Body
When downtime is required, users are informed by email, and the system "Message-of-the-Day" also posts downtime schedules as well as other information.
Occasionally during downtime, a number of batch jobs may have to be removed. A separate email is sent to each user with a job in this state.
Job Scheduling
There are two different job scheduling systems in use. The SGI systems use Platform Computing (IBM) LSF scheduler, and the Mercury cluster uses PBS Torque/Maui from Adaptive Computing. All work is handled through these scheduling systems to effectively manage resources.
LSF summary
LSF is a workload management system. LSF uses a group of configurable queues that run each job based on a number of resource requirements of the job and availability of system resources.

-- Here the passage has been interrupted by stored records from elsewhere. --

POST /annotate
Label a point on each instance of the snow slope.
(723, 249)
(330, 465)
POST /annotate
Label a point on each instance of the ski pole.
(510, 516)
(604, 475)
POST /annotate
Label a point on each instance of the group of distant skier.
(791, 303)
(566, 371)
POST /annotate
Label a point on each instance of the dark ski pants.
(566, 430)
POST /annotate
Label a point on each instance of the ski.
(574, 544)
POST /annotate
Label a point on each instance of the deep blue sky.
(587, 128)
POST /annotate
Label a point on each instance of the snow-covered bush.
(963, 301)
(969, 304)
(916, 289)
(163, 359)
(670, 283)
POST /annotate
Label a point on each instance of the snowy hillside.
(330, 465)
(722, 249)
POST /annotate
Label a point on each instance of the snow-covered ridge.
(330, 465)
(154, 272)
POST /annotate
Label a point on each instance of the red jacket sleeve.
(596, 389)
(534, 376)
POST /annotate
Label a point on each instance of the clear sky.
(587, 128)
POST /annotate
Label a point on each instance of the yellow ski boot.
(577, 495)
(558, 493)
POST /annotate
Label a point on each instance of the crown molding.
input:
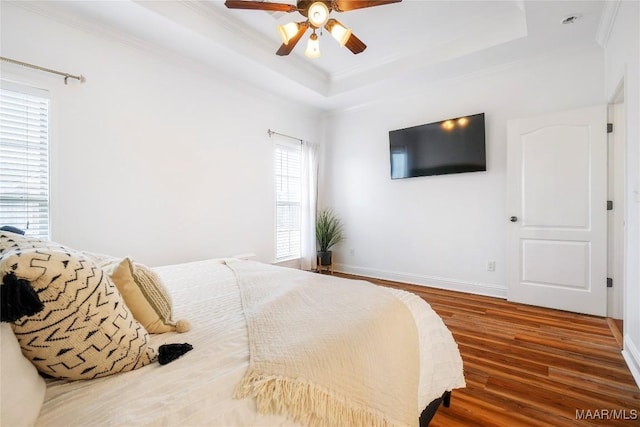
(607, 21)
(106, 32)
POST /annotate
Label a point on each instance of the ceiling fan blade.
(286, 49)
(260, 5)
(346, 5)
(355, 45)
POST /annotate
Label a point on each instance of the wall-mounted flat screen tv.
(450, 146)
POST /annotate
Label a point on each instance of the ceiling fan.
(317, 14)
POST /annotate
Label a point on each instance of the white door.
(556, 205)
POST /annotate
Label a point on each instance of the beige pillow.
(146, 297)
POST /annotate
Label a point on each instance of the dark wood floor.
(531, 366)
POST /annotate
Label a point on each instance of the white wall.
(622, 65)
(442, 230)
(150, 157)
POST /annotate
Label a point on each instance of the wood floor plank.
(531, 366)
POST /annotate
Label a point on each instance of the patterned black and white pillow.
(84, 329)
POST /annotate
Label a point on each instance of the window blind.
(287, 176)
(24, 162)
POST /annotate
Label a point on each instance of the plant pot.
(325, 257)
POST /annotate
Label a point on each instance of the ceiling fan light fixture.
(338, 31)
(288, 31)
(313, 47)
(318, 14)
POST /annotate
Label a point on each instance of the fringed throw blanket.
(326, 351)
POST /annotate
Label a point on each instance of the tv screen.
(449, 146)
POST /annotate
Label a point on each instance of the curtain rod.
(66, 76)
(270, 132)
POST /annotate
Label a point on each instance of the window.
(287, 174)
(24, 159)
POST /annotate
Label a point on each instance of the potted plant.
(328, 233)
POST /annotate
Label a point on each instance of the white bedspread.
(197, 389)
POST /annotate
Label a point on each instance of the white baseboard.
(488, 289)
(632, 357)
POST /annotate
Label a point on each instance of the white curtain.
(309, 202)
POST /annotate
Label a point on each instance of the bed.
(201, 387)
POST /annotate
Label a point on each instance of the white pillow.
(22, 388)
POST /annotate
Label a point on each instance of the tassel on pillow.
(170, 352)
(18, 299)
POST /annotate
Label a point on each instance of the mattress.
(197, 389)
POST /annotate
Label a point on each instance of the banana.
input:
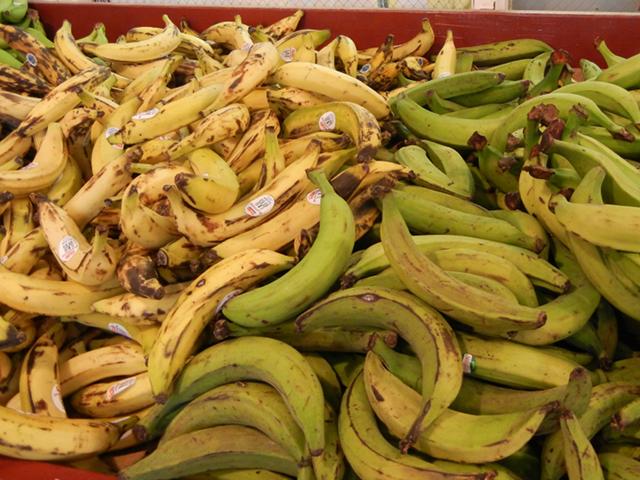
(60, 100)
(607, 96)
(484, 312)
(564, 103)
(622, 73)
(178, 334)
(311, 277)
(505, 51)
(454, 132)
(250, 404)
(219, 125)
(15, 107)
(248, 358)
(304, 214)
(121, 359)
(369, 453)
(18, 221)
(146, 50)
(232, 35)
(39, 380)
(330, 83)
(261, 59)
(166, 118)
(425, 216)
(226, 446)
(35, 437)
(39, 57)
(540, 271)
(10, 335)
(505, 362)
(453, 86)
(605, 400)
(481, 398)
(51, 297)
(139, 224)
(591, 258)
(621, 182)
(22, 82)
(285, 100)
(90, 264)
(422, 327)
(569, 312)
(245, 214)
(105, 183)
(283, 26)
(453, 435)
(141, 310)
(606, 225)
(115, 398)
(321, 340)
(417, 46)
(344, 116)
(580, 457)
(128, 327)
(445, 63)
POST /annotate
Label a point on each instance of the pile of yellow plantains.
(262, 253)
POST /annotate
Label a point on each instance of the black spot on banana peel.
(477, 142)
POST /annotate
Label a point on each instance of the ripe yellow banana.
(330, 83)
(180, 330)
(151, 48)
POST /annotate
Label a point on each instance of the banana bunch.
(266, 252)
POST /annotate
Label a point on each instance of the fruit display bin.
(574, 33)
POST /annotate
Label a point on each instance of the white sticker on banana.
(327, 121)
(260, 206)
(117, 388)
(118, 329)
(67, 248)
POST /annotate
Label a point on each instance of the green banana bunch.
(310, 279)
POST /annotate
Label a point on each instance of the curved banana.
(115, 398)
(245, 214)
(141, 310)
(35, 437)
(128, 327)
(369, 453)
(311, 276)
(187, 319)
(219, 125)
(121, 359)
(226, 446)
(51, 297)
(484, 312)
(249, 358)
(330, 83)
(261, 59)
(580, 457)
(541, 272)
(304, 214)
(425, 330)
(251, 404)
(605, 400)
(453, 435)
(343, 116)
(87, 263)
(152, 48)
(425, 216)
(42, 59)
(39, 379)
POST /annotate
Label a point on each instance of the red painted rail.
(572, 32)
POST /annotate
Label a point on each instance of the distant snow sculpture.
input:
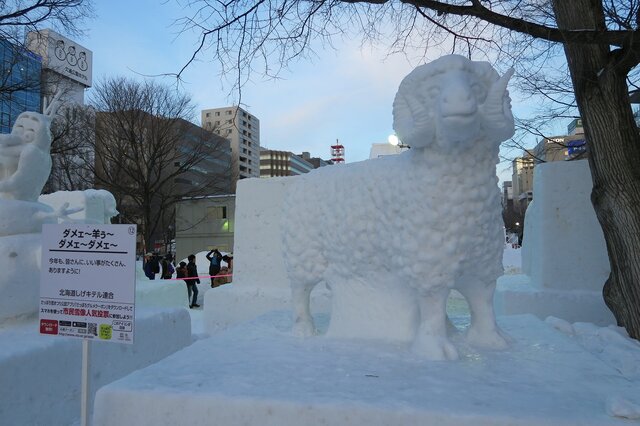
(25, 160)
(427, 220)
(95, 206)
(25, 165)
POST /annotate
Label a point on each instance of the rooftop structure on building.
(19, 83)
(316, 161)
(243, 131)
(384, 149)
(66, 65)
(337, 153)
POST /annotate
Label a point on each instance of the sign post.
(87, 287)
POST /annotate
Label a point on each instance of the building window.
(217, 212)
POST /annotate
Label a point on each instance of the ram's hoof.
(304, 329)
(493, 339)
(435, 348)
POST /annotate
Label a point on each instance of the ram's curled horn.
(409, 113)
(494, 106)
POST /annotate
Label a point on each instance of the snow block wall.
(564, 247)
(41, 375)
(98, 205)
(260, 282)
(564, 253)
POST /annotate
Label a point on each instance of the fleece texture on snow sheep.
(428, 219)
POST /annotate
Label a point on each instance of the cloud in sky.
(344, 94)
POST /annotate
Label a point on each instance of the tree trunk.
(613, 143)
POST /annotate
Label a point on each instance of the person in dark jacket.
(167, 267)
(192, 271)
(214, 257)
(151, 265)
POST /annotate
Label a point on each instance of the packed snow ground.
(555, 373)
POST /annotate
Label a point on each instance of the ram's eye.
(479, 91)
(29, 135)
(433, 91)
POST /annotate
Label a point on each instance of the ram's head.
(453, 101)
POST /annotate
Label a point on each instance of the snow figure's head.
(451, 102)
(33, 128)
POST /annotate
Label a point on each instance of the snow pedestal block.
(262, 375)
(41, 375)
(20, 277)
(260, 283)
(564, 254)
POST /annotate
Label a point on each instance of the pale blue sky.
(343, 94)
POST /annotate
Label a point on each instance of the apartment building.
(243, 131)
(282, 163)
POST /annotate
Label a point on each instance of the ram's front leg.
(431, 340)
(303, 325)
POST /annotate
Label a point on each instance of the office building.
(66, 65)
(19, 83)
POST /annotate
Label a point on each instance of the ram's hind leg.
(483, 331)
(431, 340)
(302, 320)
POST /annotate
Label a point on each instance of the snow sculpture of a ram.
(428, 218)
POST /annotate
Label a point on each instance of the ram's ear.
(497, 116)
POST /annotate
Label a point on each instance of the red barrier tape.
(203, 276)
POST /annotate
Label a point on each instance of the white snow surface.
(259, 374)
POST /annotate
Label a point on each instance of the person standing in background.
(192, 280)
(214, 257)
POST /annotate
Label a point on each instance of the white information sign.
(87, 281)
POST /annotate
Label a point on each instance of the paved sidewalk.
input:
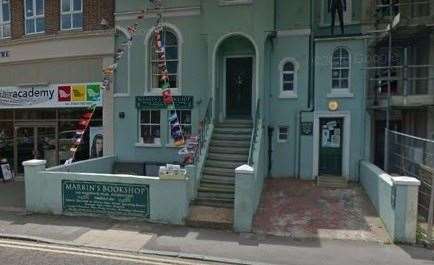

A limit of 30 cpu minutes has been placed on all processes that start interactively during a session. When an interactive task reaches this limit it will be killed by the system. Jobs run via LSF are not affected by this limit and are controlled by the LSF queue definition.
Useful LSF files on Zeus in the directory: /usr/local/lsf/ there are several adobe acrobat (pdf) files that can be downloaded and printed for your use:
- lsf_qrefcard_6.0.pdf | A quick reference card for normal LSF commands
- lsf_using_6.0.pdf | The user guide for LSF
- running_jobs.pdf | A tutorial on running jobs with LSF
PBS Torque/Maui
PBS Torque is the open source version of PBS Pro and is a standard in a large number of HPC environments. The Maui resource manager is the open source version of Adaptive's MOAB product. Together these programs manage scheduling and resource allocation across the entire cluster.